- 6,041
- Puget Sound
- Crash852
You do realize that water becomes pretty tough stuff when you hit it at speed, right?
Ever bellyflopped from a high diving board?
How is it going to explode when it has no fuel to ignite?
If it was going nose-first into concrete, maybe. But the surface of the ocean has less tension than earth, and so a streamlined object travelling at speed could penetrate the top layer of the ocean, at which point it proceeded to sink.
Parts of the front of the plane would likely disintegrate into smaller pieces, and a small section of the fuselage aft of the disintegrated portion would buckle and fold.
There is no way in hell the fuselage would have maintained airtight/watertight integrity after hitting the water unless the pilot pulled off a Hudson River-type landing, so water pressure would not have crushed the fuselage.
Even when glided to a stop a la Sully-style, planes are designed to only be water-resistant and prevent enough water from penetrating to float for a few minutes (enough time to evacuate the plane).
We have no idea how fast or at what angle the plane hit the water, assuming for sake of argument it did in fact hit the water.
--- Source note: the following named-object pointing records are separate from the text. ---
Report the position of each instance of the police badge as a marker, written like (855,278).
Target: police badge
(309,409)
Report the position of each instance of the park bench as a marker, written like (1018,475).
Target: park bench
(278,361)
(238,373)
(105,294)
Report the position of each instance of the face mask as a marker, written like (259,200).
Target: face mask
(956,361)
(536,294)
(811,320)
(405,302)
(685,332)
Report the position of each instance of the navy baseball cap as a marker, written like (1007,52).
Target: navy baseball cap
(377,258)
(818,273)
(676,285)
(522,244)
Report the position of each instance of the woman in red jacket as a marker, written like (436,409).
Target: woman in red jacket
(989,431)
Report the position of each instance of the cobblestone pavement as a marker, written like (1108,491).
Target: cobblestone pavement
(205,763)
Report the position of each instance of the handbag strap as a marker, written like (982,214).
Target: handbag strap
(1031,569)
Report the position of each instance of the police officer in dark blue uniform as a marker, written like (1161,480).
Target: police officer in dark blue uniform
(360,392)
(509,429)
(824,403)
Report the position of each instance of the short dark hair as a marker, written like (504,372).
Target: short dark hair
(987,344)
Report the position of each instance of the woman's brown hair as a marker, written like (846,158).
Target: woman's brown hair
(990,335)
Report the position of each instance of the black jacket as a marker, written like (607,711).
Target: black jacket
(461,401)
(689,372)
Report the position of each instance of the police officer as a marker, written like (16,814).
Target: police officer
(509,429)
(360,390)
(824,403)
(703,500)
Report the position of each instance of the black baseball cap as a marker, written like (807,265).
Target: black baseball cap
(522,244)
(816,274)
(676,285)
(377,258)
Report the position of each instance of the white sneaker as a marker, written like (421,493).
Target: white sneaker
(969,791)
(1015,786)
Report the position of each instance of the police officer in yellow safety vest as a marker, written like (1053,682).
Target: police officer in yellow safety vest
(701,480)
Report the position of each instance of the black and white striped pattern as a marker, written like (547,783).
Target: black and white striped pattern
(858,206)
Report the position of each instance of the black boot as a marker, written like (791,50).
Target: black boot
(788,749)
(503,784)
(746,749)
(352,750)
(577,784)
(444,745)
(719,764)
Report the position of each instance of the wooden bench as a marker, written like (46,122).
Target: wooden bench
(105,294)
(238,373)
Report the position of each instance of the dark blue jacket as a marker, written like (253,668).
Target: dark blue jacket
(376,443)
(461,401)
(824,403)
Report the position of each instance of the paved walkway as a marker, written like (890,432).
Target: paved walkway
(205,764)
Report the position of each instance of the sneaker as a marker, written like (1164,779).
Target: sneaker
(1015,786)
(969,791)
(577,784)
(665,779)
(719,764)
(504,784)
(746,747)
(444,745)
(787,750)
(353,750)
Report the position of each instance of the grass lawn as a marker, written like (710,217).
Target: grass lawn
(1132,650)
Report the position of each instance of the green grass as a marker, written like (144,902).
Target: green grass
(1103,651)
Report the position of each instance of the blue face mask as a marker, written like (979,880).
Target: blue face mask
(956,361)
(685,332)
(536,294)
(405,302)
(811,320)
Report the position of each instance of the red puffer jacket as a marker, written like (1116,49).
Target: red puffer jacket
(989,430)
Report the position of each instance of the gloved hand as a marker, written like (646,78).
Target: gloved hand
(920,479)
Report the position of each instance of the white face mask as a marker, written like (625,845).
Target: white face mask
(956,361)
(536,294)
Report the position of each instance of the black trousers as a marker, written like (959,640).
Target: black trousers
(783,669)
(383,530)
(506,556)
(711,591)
It may have shattered into a bunch of tiny pieces; as @Dennisch says, water is pretty dang hard if you hit it fast enough. It may have broken into a handful of large pieces.
Anything that is not landing in the water at a very shallow angle will cause pieces of the fuselage to disintegrate at or near the impact spot, especially at any sort of reasonable. Fuselages are not designed for compression.